After a great run of roles, including The Usual Suspects, Se7en, Outbreak and A Time To Kill (and THE REF!), Kevin Spacey gets top billing for the film, though I think you would be forgiven if you focused on the left hand side of the movie poster instead of the right… While he got top billing, Spacey’s Jack Vincennes had the least amount of focus of the three main cops in the film, taking a back seat to Guy Pearce’s Edmond Exley and Russell Crowe’s Bud White.
Exley is a straight-laced do-gooder and White is a roughneck enforcer, and the two are played against each other to protect the machinations of their captain, Dudley Smith, played magnificently by James Cromwell. Overcoming their intense dislike for each other, Exley and White have to work together in order to find justice in the Nite Owl diner murder and the corruption within the department.
Kim Basinger’s turn as Lynn Bracken is probably her best role, and she won Best Supporting Actress at the Oscars and the Golden Globes in 1998.
Wait, what does this have to do with Christmas?
Ah yes. When the LAPD bring in some Mexicans who are suspected of injuring two cops during the precinct Christmas Eve party, a group of drunk officers head down to the holding cells to mete out their own justice. It doesn’t really end well, since there’s a newspaper reporter and photographer in the building, doing a piece on the police.
Whoops…
The wild Christmas brawl kicks off the story proper, as it sets Vincennes, White and Exley on their paths. Exley works with the brass to dole out punishments, which included suspending White and temporarily taking Vincennes away from his role as technical advisor to a TV show about the police.
Vincennes is also reassigned and hungry to close the Nite Owl case in order to go back to hanging out with movie stars, but his curiosity gets the better of him and he ends up discussing things with Smith.
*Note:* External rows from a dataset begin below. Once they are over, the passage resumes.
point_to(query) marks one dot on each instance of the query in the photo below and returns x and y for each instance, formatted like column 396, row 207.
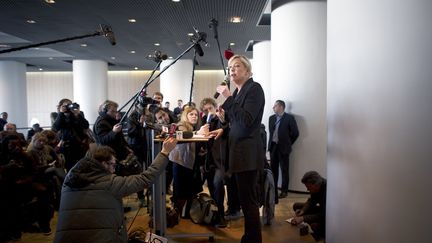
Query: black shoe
column 221, row 222
column 126, row 209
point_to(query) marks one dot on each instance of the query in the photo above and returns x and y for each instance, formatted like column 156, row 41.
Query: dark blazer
column 244, row 112
column 287, row 132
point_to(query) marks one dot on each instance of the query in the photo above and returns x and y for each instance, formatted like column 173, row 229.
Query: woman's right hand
column 168, row 145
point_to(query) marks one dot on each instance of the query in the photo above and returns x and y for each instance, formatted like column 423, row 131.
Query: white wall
column 298, row 60
column 379, row 121
column 13, row 92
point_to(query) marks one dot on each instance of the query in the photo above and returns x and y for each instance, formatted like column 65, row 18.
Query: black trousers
column 279, row 158
column 248, row 189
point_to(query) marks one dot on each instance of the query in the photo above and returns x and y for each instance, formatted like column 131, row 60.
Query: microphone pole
column 107, row 31
column 135, row 97
column 193, row 76
column 144, row 86
column 213, row 24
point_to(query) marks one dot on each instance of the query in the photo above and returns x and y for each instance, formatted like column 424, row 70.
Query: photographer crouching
column 91, row 203
column 71, row 127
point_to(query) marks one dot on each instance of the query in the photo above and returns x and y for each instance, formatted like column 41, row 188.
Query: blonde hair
column 184, row 122
column 244, row 60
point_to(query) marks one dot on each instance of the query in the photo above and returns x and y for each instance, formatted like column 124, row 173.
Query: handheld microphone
column 185, row 135
column 209, row 117
column 108, row 33
column 213, row 25
column 224, row 83
column 228, row 53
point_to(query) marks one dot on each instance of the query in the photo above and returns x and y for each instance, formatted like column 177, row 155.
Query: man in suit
column 283, row 133
column 243, row 110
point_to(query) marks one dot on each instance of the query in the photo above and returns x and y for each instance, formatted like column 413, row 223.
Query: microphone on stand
column 228, row 53
column 225, row 82
column 157, row 56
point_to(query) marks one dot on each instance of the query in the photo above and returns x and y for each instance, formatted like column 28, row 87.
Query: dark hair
column 312, row 177
column 206, row 101
column 281, row 102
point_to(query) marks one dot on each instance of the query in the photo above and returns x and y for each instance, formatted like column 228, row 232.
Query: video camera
column 72, row 107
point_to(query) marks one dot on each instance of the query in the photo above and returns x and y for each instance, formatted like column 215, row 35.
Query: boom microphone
column 224, row 83
column 157, row 57
column 198, row 49
column 108, row 33
column 213, row 25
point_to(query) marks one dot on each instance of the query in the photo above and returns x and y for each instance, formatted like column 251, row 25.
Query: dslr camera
column 72, row 107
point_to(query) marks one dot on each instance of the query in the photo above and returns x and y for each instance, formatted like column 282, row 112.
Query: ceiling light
column 236, row 19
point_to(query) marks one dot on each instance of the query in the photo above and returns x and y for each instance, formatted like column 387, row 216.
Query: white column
column 90, row 85
column 298, row 57
column 13, row 92
column 379, row 121
column 261, row 70
column 175, row 82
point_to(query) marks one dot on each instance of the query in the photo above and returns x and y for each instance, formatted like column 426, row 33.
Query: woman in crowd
column 187, row 182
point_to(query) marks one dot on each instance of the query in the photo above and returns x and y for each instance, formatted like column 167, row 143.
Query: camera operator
column 162, row 117
column 71, row 127
column 108, row 130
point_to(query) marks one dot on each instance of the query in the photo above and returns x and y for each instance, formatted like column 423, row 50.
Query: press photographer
column 71, row 127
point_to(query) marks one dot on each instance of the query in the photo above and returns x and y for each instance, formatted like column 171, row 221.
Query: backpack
column 203, row 209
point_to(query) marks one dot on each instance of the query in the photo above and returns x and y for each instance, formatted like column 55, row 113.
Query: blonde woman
column 187, row 180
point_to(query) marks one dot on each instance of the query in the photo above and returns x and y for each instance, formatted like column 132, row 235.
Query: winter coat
column 91, row 208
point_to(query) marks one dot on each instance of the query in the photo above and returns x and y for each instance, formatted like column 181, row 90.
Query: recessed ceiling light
column 236, row 19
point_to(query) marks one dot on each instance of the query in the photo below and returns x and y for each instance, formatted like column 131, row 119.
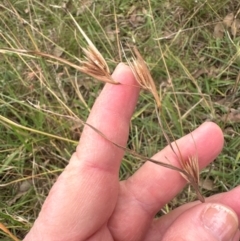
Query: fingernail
column 220, row 221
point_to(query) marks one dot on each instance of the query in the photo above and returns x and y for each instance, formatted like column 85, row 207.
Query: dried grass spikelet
column 142, row 74
column 94, row 63
column 189, row 168
column 192, row 168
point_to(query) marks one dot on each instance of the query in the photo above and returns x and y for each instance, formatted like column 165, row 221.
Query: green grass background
column 197, row 76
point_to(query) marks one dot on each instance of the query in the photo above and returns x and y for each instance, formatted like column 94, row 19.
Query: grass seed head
column 142, row 74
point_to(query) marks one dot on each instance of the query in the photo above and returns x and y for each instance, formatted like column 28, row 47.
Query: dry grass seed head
column 95, row 65
column 142, row 74
column 192, row 168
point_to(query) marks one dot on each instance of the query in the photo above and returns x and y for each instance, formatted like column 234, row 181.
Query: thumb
column 207, row 221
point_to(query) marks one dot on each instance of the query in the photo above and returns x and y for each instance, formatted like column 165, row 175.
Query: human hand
column 89, row 203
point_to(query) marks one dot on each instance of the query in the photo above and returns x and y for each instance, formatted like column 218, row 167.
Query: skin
column 89, row 203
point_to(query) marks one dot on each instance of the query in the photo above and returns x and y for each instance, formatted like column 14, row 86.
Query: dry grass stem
column 189, row 168
column 94, row 63
column 142, row 74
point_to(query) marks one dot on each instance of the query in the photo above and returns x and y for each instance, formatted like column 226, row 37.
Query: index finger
column 85, row 194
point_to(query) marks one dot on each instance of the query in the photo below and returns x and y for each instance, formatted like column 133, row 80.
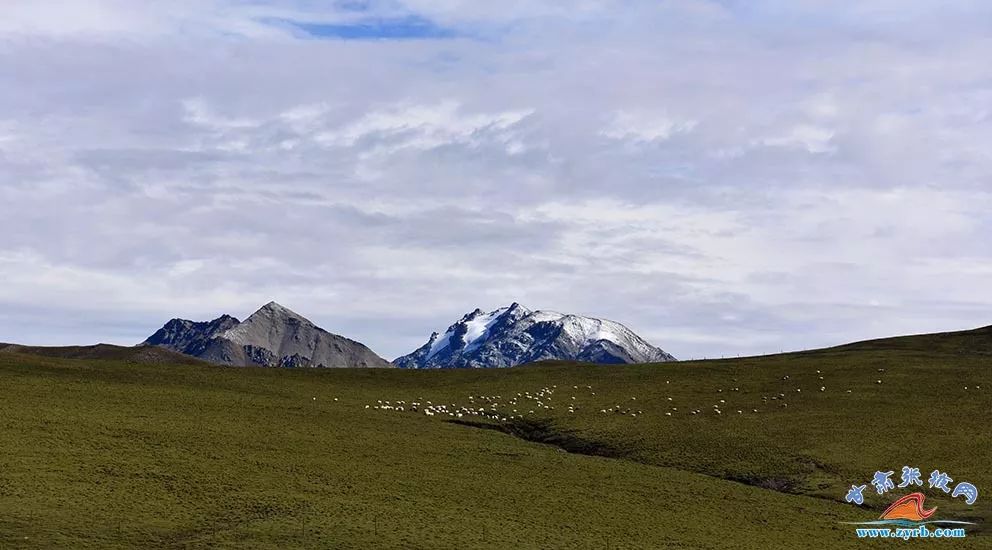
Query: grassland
column 115, row 453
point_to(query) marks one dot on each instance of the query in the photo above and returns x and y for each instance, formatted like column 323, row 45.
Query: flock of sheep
column 500, row 409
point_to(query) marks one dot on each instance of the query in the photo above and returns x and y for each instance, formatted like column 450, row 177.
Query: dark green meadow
column 119, row 454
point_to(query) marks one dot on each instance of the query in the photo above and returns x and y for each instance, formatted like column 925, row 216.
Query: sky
column 724, row 177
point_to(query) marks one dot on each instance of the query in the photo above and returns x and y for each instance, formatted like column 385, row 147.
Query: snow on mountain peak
column 512, row 335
That doesn’t end up going so well, either.
Watching that scene with my floormates my freshman year of college, no one was expecting Kevin Spacey’s character to meet the end he did. We probably could have been a bit better read, but the moment was definitely a shocker.
I absolutely loved LA Confidential when I first saw it in theaters in 1997 and more than 20 years later, the movie still holds up as a masterpiece of the crime noir genre.